Como surgiu o Fliaraxá (Festival Literário de Araxá)?
O Fliaraxá resultou do Sempre um Papo em Araxá. Então, a ideia era fazer um festival literário meio misturado. Agora, tomou uma força tão grande que não só tem 14 anos, como surgiram os outros (Flitabira, Fliparacatu e Flipetrópolis).
Mas o segredo é: comunidade. Um festival literário só se consolida com a participação do público da cidade. Então, o que eu fiz? Juntei a comunidade com os escritores locais, com as escolas e deu tudo certo.
Por que Araxá, e não Bom Despacho, Divinópolis ou Montes Claros?
Por causa da Lei Rouanet. Nós temos essa belíssima lei de incentivo à cultura, a única no mundo. Resumindo, a gente só faz festival literário pela Lei Rouanet numa cidade que tenha uma grande empresa. Araxá tem a CBMM; Paracatu, a Kinross; e Itabira, a Vale.
“Um festival literário só se consolida com a participação do público da cidade. Então, o que eu fiz? Juntei a comunidade com os escritores locais, com as escolas e deu tudo certo”
Afonso Borges, produtor cultural
Você está lançando “Tardes brancas”.Esse é qual livro da série?
É o meu primeiro livro de contos.
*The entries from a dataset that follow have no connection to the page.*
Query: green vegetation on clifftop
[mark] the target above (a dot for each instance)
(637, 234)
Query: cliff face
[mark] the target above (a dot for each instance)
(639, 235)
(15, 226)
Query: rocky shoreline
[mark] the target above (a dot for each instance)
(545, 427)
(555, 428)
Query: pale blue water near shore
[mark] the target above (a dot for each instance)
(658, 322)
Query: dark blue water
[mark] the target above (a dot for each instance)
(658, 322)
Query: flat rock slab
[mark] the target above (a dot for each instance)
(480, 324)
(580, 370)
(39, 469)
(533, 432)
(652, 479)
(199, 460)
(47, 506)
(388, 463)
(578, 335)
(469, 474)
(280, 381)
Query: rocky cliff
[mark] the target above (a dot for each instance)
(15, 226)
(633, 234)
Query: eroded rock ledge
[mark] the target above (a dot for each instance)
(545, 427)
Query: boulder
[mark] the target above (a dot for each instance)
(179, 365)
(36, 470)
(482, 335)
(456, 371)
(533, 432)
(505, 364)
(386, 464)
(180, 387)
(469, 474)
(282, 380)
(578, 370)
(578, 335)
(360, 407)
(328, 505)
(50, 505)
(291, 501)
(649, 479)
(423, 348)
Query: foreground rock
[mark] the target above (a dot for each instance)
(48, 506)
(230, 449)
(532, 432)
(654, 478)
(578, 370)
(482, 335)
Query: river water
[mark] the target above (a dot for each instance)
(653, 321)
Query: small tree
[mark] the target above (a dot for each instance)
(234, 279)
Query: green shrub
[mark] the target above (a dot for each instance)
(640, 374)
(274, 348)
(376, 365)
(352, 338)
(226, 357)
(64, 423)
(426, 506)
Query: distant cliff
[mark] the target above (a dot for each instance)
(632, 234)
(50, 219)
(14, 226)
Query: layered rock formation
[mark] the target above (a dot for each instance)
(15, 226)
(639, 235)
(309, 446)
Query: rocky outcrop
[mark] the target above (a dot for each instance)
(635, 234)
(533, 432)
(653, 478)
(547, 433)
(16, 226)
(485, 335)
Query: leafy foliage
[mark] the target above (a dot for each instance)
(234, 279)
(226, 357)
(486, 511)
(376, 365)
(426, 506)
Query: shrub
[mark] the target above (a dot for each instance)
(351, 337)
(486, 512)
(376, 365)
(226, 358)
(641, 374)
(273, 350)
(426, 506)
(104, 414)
São 26 contos e cinco poemas.
Mas quantos livros você já escreveu?
De poemas, uns seis ou oito; um livro infantil, “O menino, o assovio e a encruzilhada”, e esse de contos.
E “Olhos de carvão”...
Esse (referindo-se a “Tardes brancas”) é o “Olhos de carvão” completamente reescrito. Senti que ele mereceria uma nova redação. Quando reescrevi os contos, a Rejane (Dias), da Editora Autêntica, decidiu publicar.
E os poemas têm uma história muito engraçada. Me pediram uma antologia – eu escrevo poemas há 40 anos –, eu peguei meus, sei lá, 400, 500 poemas e comecei a reler. Sabe quantos ficaram? Cinco. Mas é o que eu consegui entender como poemas que eu assinaria.
A poesia tem muito a ver com um momento seu de vida, tem ali uma face que revela aquele seu momento. Quando você olha para trás, fica muito difícil (se identificar com aquilo).
Voltando aos festivais, depois de Araxá, teve o Flitabira.
Foi um desejo meu e do Hugo Barreto, hoje presidente do Instituto Cultural Vale, e ganhou força quando o jornalista Marco Antônio Lage foi reeleito prefeito. Então as coisas se tornaram visíveis para mim e idealizamos o Flitabira.
Itabira é uma cidade que reflete a vontade de um autor a vida inteira. Ela permeou toda a poesia de Drummond durante a vida dele. Poucos escritores mundiais se referiram tanto à sua própria cidade como ele.
E a população abraçou a ideia?
A população de Itabira comprou o evento, como Araxá também abraçou o evento, porque o festival é composto de muita coisa. É um caldeirão onde a gente joga literatura lá dentro, mas também joga educação, música e todo tipo de arte. A palavra é festival, não é feira, não é festa. É festival.
E o que é o festival? É onde todas as artes se encontram. E os autores (que o festival convida) são os principais do Brasil, principalmente autores negros. Está acontecendo uma mudança, uma virada de chave na literatura brasileira. Os autores negros brasileiros hoje estão não só recontando a história brasileira, como estão criando novas histórias contemporâneas com a ótica da escravidão.
Eu queria chegar lá no Fliparacatu. Aliás, fiquei sabendo uma história superlegal de uma moça que esteve no Fliparacatu. O que foi que aconteceu?
Primeiro, é legal falar que Paracatu é uma cidade que dá para fazer um festival em muitos lugares. Dá para fazer no centro cultural, na igreja, na praça principal. Você vai passeando pelo festival em cada lugar da cidade.
Mas a história da menina é a seguinte: quando terminei a segunda edição, veio uma moça com seus 15 anos e me disse: “Ano passado, entrei aqui quarta-feira e saí domingo. Fiquei sentada aqui assistindo a todos os debates. Este ano, eu fiz a mesma coisa. Sentei aqui na quarta-feira e estou saindo agora, sábado à noite. Queria te pedir para, no ano que vem, fazer a semana inteira, de segunda a segunda”. (risos). Tem melhor gratificação do que isso?